Il GAL Langhe Roero Leader guarda al futuro nel segno della continuità: l'assemblea dei soci, riunita il 16 luglio a Bossolasco, ha rinnovato la propria fiducia all’uscente Consiglio di amministrazione e rieletto Massimo Gula alla presidenza per il prossimo mandato. Gula sarà affiancato da Claudio Alberto, Silvia Anselmo, Cesare Gilli e Carla Revello.

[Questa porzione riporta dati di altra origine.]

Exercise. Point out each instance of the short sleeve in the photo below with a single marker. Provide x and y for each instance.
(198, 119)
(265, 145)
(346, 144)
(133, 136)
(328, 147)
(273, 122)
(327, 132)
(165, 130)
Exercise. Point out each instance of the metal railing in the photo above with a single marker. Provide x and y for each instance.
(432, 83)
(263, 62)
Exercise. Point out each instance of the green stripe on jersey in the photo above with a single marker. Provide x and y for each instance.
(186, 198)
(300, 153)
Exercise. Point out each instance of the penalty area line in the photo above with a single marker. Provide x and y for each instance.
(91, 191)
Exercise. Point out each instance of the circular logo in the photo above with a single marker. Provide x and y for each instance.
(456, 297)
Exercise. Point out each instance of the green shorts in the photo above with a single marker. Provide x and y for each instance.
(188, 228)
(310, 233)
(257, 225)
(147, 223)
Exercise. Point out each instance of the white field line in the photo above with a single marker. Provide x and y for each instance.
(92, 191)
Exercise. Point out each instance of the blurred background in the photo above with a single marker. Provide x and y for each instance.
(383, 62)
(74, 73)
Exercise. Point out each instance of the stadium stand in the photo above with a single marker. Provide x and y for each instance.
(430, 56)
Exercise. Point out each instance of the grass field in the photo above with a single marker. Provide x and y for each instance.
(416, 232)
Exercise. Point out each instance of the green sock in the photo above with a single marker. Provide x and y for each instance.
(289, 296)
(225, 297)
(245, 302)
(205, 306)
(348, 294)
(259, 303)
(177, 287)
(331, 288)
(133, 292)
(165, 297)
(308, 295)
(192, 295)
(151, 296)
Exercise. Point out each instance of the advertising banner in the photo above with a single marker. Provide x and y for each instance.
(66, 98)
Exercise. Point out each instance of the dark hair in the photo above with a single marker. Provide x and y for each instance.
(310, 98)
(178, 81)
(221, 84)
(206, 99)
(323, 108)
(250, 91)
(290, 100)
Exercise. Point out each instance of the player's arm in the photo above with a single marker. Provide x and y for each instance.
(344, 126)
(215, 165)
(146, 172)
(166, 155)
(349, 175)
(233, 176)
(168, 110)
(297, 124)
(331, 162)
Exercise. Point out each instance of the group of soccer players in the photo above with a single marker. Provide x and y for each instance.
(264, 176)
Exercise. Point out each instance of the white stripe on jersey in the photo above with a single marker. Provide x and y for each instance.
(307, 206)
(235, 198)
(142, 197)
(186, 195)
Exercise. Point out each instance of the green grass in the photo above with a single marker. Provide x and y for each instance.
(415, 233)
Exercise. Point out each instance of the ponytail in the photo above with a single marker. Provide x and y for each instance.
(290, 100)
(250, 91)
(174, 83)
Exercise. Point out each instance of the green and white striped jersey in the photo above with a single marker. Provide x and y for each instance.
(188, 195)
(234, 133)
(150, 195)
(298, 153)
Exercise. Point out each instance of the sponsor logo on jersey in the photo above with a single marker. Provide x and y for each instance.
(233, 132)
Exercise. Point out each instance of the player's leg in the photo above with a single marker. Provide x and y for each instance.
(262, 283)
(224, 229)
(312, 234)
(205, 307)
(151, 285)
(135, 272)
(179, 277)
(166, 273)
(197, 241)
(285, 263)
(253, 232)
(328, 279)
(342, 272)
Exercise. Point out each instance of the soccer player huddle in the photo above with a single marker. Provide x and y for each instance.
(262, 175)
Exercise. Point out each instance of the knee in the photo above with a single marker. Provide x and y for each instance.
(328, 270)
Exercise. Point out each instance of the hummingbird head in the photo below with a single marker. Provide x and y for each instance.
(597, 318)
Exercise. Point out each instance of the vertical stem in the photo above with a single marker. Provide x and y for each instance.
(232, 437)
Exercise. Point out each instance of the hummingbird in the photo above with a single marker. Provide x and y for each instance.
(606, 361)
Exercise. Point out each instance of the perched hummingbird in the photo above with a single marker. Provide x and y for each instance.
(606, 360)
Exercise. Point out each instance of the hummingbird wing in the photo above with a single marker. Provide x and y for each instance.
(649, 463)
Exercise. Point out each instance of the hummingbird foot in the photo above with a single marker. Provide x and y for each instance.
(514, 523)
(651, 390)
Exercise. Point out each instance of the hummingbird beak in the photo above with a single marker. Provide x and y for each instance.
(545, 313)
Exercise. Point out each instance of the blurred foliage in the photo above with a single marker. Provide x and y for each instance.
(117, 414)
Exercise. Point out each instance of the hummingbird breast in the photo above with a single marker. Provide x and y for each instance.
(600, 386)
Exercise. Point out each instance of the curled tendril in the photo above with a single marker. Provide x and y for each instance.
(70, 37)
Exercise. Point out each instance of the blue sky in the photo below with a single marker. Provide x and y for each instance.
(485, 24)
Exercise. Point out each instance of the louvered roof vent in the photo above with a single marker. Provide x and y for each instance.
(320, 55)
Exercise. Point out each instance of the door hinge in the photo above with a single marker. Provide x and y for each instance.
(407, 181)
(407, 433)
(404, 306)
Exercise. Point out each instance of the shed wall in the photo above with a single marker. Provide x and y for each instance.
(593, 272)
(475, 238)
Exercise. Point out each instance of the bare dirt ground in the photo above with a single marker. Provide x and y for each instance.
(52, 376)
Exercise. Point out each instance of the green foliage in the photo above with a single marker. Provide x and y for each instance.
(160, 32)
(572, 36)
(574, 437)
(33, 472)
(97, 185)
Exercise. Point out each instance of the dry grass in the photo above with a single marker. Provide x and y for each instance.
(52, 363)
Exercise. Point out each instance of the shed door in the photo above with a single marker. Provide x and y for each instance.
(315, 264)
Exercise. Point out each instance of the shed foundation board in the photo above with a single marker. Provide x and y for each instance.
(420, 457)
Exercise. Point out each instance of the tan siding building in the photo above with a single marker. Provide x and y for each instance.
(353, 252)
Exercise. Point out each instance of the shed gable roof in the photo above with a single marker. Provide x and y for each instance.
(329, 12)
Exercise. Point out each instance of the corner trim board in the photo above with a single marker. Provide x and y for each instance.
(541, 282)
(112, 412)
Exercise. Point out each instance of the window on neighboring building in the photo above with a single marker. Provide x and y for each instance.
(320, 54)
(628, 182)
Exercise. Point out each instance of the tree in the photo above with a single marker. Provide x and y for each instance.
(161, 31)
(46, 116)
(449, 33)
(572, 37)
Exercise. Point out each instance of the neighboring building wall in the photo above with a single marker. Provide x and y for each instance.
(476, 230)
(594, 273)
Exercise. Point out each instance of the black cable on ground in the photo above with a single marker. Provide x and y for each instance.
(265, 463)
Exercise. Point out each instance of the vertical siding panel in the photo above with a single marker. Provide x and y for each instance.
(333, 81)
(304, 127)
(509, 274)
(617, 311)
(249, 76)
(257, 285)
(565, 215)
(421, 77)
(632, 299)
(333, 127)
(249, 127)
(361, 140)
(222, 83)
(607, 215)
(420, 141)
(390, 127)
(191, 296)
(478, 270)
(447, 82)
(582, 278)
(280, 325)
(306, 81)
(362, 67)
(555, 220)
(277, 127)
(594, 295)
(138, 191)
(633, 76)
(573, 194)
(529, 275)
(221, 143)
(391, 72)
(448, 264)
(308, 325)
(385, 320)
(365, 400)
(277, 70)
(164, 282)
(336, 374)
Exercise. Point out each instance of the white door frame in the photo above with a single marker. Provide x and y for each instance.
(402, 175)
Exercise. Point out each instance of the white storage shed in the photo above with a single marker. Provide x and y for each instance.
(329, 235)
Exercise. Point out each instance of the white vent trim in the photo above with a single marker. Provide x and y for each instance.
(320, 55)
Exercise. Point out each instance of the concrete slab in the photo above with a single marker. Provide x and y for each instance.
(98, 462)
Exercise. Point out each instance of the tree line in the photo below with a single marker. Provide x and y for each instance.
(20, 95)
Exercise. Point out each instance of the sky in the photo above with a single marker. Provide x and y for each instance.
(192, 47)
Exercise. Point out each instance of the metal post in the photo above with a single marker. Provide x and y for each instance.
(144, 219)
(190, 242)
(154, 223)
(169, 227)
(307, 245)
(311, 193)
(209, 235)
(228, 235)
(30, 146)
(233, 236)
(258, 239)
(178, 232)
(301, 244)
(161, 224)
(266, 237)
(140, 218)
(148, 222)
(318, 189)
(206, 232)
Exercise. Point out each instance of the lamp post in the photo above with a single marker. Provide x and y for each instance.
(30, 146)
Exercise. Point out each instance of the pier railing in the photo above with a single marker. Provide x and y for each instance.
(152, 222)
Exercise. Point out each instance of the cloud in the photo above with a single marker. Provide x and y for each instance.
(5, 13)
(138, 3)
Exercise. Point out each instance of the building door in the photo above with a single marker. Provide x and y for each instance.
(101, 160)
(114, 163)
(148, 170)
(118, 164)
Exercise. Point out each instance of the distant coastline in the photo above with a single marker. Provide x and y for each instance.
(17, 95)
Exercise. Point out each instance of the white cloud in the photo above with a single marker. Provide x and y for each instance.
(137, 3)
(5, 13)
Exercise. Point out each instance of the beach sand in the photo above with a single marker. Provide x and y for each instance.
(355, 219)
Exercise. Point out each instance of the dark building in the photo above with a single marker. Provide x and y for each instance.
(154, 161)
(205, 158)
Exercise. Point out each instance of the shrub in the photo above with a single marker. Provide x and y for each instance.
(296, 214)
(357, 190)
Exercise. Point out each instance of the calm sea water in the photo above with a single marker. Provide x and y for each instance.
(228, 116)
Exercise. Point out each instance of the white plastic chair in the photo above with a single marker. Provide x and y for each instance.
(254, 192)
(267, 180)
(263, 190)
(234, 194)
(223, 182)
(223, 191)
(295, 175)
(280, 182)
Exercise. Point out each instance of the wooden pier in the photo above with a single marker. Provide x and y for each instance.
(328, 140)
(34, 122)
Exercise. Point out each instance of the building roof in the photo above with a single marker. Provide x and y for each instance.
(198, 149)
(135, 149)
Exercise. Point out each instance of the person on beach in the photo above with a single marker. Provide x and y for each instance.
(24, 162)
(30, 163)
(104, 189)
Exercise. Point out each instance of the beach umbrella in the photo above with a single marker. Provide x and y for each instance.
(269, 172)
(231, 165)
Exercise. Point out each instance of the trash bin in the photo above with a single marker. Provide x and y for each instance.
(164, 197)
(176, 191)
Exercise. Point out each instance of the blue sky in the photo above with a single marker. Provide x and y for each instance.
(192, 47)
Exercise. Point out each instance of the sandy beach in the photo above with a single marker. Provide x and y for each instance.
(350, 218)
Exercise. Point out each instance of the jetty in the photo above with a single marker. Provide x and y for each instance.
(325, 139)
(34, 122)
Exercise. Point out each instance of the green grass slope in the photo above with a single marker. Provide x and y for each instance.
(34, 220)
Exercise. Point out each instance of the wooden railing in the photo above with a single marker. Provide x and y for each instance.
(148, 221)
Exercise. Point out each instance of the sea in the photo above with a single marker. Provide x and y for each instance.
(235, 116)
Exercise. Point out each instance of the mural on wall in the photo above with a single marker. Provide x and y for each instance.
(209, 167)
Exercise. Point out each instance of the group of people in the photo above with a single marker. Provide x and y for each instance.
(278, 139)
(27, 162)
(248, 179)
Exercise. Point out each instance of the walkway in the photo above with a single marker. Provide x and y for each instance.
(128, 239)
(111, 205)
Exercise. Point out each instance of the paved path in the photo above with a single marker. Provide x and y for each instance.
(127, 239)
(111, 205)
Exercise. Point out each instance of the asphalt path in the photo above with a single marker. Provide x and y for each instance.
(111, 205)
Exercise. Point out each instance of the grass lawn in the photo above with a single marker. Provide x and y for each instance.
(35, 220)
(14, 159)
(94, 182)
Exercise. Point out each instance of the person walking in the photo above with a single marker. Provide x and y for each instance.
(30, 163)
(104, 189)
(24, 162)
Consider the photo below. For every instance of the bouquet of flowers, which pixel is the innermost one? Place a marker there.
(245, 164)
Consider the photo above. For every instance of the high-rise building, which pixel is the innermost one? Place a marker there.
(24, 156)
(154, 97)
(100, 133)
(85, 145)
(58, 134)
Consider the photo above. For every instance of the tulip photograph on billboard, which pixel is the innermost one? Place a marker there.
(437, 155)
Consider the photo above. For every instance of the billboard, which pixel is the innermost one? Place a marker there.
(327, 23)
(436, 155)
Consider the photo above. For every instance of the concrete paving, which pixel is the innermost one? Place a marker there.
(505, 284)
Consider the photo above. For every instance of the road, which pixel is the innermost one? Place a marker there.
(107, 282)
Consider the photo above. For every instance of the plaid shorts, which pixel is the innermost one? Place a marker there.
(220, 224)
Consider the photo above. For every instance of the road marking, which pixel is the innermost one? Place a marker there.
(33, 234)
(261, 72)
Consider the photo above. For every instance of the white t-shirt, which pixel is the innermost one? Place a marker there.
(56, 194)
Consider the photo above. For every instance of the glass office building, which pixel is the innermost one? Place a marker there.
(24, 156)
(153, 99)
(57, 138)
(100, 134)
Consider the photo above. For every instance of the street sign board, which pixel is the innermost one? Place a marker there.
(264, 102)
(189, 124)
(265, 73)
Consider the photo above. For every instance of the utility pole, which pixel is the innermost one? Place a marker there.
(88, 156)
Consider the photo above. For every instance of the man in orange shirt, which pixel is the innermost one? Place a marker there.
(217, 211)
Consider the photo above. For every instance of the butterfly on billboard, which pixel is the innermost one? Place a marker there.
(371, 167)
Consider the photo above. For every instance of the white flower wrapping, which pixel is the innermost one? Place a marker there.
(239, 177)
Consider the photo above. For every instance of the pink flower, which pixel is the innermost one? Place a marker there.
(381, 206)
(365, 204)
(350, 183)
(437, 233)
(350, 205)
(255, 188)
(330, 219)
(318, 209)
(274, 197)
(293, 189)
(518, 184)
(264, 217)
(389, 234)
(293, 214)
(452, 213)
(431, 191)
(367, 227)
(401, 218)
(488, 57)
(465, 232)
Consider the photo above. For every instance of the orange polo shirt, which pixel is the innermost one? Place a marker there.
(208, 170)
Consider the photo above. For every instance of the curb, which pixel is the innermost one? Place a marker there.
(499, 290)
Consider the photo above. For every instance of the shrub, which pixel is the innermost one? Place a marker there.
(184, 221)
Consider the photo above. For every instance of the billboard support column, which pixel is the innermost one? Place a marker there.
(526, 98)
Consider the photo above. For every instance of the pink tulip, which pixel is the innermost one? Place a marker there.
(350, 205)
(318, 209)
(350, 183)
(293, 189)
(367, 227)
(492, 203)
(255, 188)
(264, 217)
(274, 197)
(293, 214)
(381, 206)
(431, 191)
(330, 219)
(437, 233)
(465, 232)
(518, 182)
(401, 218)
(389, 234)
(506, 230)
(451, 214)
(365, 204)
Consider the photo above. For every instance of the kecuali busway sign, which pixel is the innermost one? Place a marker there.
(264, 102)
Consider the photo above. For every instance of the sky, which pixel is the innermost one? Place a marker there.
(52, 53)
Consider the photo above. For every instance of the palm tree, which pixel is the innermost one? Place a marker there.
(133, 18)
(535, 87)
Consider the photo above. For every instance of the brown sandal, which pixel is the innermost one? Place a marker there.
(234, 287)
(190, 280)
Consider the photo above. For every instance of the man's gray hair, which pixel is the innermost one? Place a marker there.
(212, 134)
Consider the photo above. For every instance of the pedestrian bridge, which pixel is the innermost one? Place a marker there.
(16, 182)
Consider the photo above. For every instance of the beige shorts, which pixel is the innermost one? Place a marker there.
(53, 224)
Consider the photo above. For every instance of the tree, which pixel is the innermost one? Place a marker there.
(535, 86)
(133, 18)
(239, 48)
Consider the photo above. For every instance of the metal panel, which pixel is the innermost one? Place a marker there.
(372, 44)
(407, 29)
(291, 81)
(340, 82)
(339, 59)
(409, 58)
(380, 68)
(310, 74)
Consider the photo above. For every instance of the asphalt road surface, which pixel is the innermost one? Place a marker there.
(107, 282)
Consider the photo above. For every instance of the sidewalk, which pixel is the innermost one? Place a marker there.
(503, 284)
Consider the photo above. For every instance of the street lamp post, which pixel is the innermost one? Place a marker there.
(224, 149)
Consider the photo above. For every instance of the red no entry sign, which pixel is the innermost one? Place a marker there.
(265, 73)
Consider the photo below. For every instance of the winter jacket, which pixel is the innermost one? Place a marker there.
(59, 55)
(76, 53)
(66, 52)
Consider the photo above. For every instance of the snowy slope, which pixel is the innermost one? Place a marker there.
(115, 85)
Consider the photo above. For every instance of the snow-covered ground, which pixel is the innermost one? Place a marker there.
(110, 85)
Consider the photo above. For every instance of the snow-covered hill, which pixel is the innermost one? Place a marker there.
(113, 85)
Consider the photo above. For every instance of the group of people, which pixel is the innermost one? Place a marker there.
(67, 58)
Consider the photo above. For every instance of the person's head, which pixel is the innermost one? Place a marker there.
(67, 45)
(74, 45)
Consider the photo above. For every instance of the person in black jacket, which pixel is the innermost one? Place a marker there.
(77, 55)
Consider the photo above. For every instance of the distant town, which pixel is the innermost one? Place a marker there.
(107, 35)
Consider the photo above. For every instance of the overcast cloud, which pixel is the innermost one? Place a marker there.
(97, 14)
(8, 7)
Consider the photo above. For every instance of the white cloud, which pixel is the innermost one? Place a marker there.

La conferma della governance arriva in una fase particolarmente significativa del percorso del GAL, che vede la Strategia di sviluppo locale 2023-2027 entrare pienamente nella sua fase operativa. L'incontro è stato infatti occasione non solo per approvare il bBilancio d'esercizio al 31 dicembre 2025 e le relative relazioni accompagnatorie, che confermano la solidità economica, finanziaria e patrimoniale dell’ente, ma anche per presentare un bilancio dell'attività svolta nell'ultimo anno. Un lavoro che ha già prodotto un risultato di particolare rilievo in tempi molto rapidi: l’impegno di 1,5 milioni di euro di contributi, afferenti alla programmazione Leader del CSR della Regione Piemonte 2023-2027, a seguito della pubblicazione della graduatoria di ammissione del bando "Fruibilità e accessibilità dei beni culturali", che consentirà la riqualificazione di nove beni culturali in ottica di miglioramento dell’esperienza di visita, e della graduatoria provvisoria di ammissibilità del bando "Smart Village", che finanzierà progetti di cooperazione territoriale sui temi biodiversità agroalimentare, cibo e filiere locali, fruibilità e accessibilità dei beni culturali, mobilità sostenibile e biomassa agricola. Entrambi gli strumenti sono stati concepiti fin da subito come complementari, per agire in sinergia a sostegno dell'innovazione e dello sviluppo del territorio.
La pubblicazione delle graduatorie, a pochi mesi dall'uscita dei bandi, rappresenta un risultato significativo che testimonia la capacità del GAL di trasformare idee e progettualità in opportunità concrete per il territorio: un valore apprezzato anche dall’Assemblea, che ha scelto di garantire continuità all'azione amministrativa dell’ultimo triennio.
"Ringrazio l’Assemblea per la stima e la fiducia” - afferma Massimo Gula -. Una riconferma che rappresenta innanzitutto un riconoscimento del lavoro di squadra svolto in questi anni. Abbiamo costruito insieme al territorio un percorso di approfondimento e di orientamento degli investimenti su temi innovativi e strategici per lo sviluppo locale e oggi possiamo dirci soddisfatti sul recepimento degli stimoli all’interno dei progetti selezionati. Alzare l’asticella dei contenuti progettuali è difficile e non sempre viene compreso, ma continueremo a lavorare con lo stesso spirito di collaborazione insieme ai Comuni, alle imprese, alle associazioni e a tutti gli attori locali, affinché le opportunità messe a disposizione dalla programmazione 2023-2027 diventino motore di sviluppo concreto per le comunità di Langhe e Roero".
“Siamo ormai nella fase conclusiva dell'istruttoria anche del bando "Infrastrutture pubbliche per la collettività" e nei prossimi mesi ci attendono impegni importanti - informa la direttrice Giusi Casucci. In questo percorso sarà fondamentale poter contare sulla continuità del gruppo di lavoro che ha saputo operare con passione, responsabilità e visione strategica. Proseguire insieme significa valorizzare un patrimonio di competenze, esperienze e relazioni costruito nel tempo”.
Il presidente della Regione Piemonte, Alberto Cirio, in video collegamento, ha commentato: “Ho avuto modo di toccare con mano la grande attività che i GAL svolgono quotidianamente sui territori, un impegno che rappresenta per me motivo di grande orgoglio. Desidero ringraziare tutti coloro che operano all'interno dei GAL per il lavoro svolto e ribadire la piena volontà del Governo Regionale di riconoscere e valorizzare il loro ruolo centrale nelle politiche di gestione delle risorse europee del FEASR, a cui la Regione Piemonte contribuisce con risorse proprie all’interno del Complemento di Sviluppo Rurale. Posso confermare fin d'ora che nella prossima programmazione 2028-2034 sarà mantenuta la quota destinata ai GAL: ritengo infatti che i Gruppi di Azione Locale siano lo strumento più efficace per far atterrare in modo concreto e capillare le risorse alle comunità, trasformandole in opportunità di sviluppo, crescita e valorizzazione dei territori rurali e montani”.